Johnnie, I love the things you did to address the problems with the swing arms and raising lever. Thanks for posting those pics as well! :thumbsup:


----------



## Kenbo

Thanks for the kind words guys. Actually, the first set of lines was drawn corner to corner to find the center of the board for fastening to the drill press table. I then place the board on the drill press and realized that there was no way in h-e-double hockey sticks that this was going to work so I had to redraw my lines. As far as centering goes, I used a center line on both boards and lined them up that way. I'm still not done the table but it is extremely functional for now. Make your own guys....ask any questions you want to and I will try to help.


----------



## haugerm

That's an extremely useful looking table there, Kenbo. Great job. When I built my table I couldn't stand the thought of drilling through it, so I made replaceable inserts for the top. Just a thought, if you do any more modifications. Wish I'd thought to make mine adjustable like that.
--Matt


----------



## Woodwart

I am wondering why you want the table to pivot in that direction. Don't most dp tables pivot from left to right? Mine does, or do you want to do compound angles sometimes?


----------



## Kenbo

Woodwart said:


> I am wondering why you want the table to pivot in that direction. Don't most dp tables pivot from left to right? Mine does, or do you want to do compound angles sometimes?

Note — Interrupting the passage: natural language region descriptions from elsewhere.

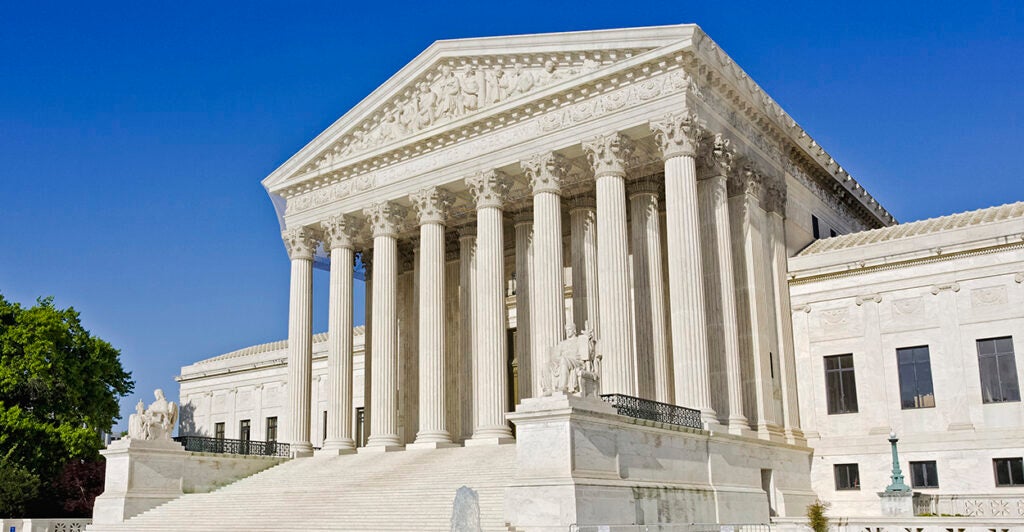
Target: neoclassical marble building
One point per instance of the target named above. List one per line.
(499, 194)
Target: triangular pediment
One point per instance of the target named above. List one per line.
(455, 80)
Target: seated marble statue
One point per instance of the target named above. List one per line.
(155, 423)
(576, 363)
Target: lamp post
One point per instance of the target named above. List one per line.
(897, 484)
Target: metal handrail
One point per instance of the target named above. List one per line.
(221, 445)
(653, 410)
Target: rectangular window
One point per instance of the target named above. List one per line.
(998, 370)
(847, 476)
(841, 386)
(271, 429)
(1009, 472)
(914, 367)
(924, 475)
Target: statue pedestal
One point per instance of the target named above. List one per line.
(897, 503)
(140, 476)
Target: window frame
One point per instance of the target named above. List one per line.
(912, 350)
(271, 427)
(934, 475)
(845, 398)
(847, 468)
(1014, 482)
(1005, 385)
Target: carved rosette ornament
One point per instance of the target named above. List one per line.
(546, 172)
(678, 134)
(300, 242)
(432, 205)
(385, 218)
(340, 231)
(608, 153)
(775, 196)
(489, 188)
(718, 157)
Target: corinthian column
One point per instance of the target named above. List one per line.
(546, 172)
(583, 229)
(523, 315)
(608, 156)
(432, 206)
(338, 233)
(718, 161)
(301, 244)
(467, 333)
(491, 357)
(653, 362)
(677, 135)
(385, 219)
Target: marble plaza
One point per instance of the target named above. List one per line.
(556, 228)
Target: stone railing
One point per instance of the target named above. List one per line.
(985, 505)
(653, 410)
(220, 445)
(45, 525)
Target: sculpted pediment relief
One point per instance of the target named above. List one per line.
(457, 87)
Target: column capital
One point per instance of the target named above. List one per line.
(546, 172)
(678, 133)
(385, 218)
(340, 231)
(432, 205)
(489, 188)
(588, 203)
(745, 178)
(300, 242)
(717, 157)
(643, 186)
(608, 153)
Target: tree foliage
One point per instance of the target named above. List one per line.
(58, 390)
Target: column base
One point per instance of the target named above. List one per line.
(334, 451)
(431, 445)
(489, 440)
(380, 448)
(301, 450)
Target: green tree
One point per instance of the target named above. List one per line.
(58, 390)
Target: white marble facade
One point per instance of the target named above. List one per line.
(636, 182)
(944, 283)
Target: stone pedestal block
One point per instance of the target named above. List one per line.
(897, 503)
(140, 475)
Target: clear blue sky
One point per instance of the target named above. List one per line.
(133, 135)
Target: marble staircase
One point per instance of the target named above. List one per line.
(406, 490)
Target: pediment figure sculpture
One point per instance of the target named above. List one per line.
(155, 423)
(576, 363)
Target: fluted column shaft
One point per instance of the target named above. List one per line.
(491, 356)
(432, 206)
(384, 219)
(678, 135)
(583, 221)
(727, 285)
(467, 333)
(300, 245)
(608, 156)
(339, 357)
(653, 362)
(432, 419)
(384, 424)
(523, 313)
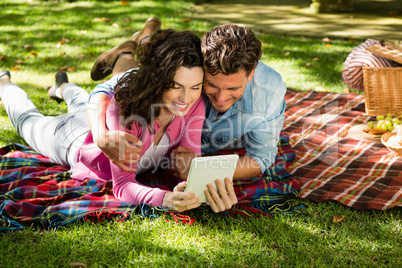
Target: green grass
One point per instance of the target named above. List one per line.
(307, 238)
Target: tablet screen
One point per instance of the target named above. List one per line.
(204, 170)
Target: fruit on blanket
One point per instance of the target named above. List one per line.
(387, 123)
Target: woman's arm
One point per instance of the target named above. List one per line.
(114, 144)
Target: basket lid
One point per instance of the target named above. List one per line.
(389, 51)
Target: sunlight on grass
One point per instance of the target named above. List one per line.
(306, 238)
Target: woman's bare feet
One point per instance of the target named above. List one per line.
(55, 92)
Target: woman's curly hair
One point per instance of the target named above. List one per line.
(159, 59)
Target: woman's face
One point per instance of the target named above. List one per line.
(185, 92)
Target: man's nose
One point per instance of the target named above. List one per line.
(221, 96)
(185, 96)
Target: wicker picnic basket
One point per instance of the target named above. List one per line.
(383, 85)
(383, 90)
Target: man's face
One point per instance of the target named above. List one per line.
(224, 90)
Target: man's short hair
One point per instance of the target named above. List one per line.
(228, 49)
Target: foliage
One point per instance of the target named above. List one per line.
(39, 38)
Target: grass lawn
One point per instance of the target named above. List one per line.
(39, 38)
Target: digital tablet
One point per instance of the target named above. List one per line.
(204, 170)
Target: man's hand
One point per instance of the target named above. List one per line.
(122, 148)
(181, 158)
(222, 200)
(179, 200)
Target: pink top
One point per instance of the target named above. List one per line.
(93, 164)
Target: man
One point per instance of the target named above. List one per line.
(244, 101)
(245, 107)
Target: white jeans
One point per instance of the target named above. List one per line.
(57, 137)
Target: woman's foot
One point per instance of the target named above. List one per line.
(55, 92)
(4, 77)
(151, 25)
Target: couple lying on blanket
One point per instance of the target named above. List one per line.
(152, 110)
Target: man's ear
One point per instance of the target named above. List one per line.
(250, 76)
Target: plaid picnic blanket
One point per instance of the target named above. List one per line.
(331, 166)
(35, 191)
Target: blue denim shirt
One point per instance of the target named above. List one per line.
(254, 121)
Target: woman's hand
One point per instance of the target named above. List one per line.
(222, 200)
(122, 148)
(179, 200)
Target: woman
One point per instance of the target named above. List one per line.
(159, 102)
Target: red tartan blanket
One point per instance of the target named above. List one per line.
(35, 191)
(331, 166)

The stock drill press table is a PITA to adjust so I just leave it as is, not to mention that it takes a wrench that no normal human being would have access to. It's huge. I'm not really sure why the hinge is where it is. Just how it ended up I suppose. I don't always think everything through. :laughing:


----------



## Pirate

Nice dp design.
If you add a track and stop, I would use flip stops. I use 2 flip stops.
Picture, drilling the holes for cup hinges in cabinet doors. Instead of using 1 stop and drilling all the upper cup holes, then changing the stop, and drilling the bottom holes, you can set 2 stops up, and with 1 stop up, drill the upper hole. Then flip that stop up and the other down, and drill the other hole.
Below is a picture of a stop I made. Sorry about the picture quality.
Again, nice work on the table


----------



## Woodwart

Kenbo said:


> The stock drill press table is a PITA to adjust so I just leave it as is, not to mention that it takes a wrench that no normal human being would have access to. It's huge. I'm not really sure why the hinge is where it is. Just how it ended up I suppose. I don't always think everything through. :laughing:


Yeah, and I realized after I made that post that if you wanted to, say, drill corner to corner on a square piece of wood, it would be a PITA to do it with the tilt table, especially if you wanted to drill in the middle of the length. :huh:


----------



## Bagman8

I can't seem to find Johnnie's drill press pics


----------



## Kenbo

Bagman8 said:


> I can't seem to find Johnnie's drill press pics


Huh? :blink:


----------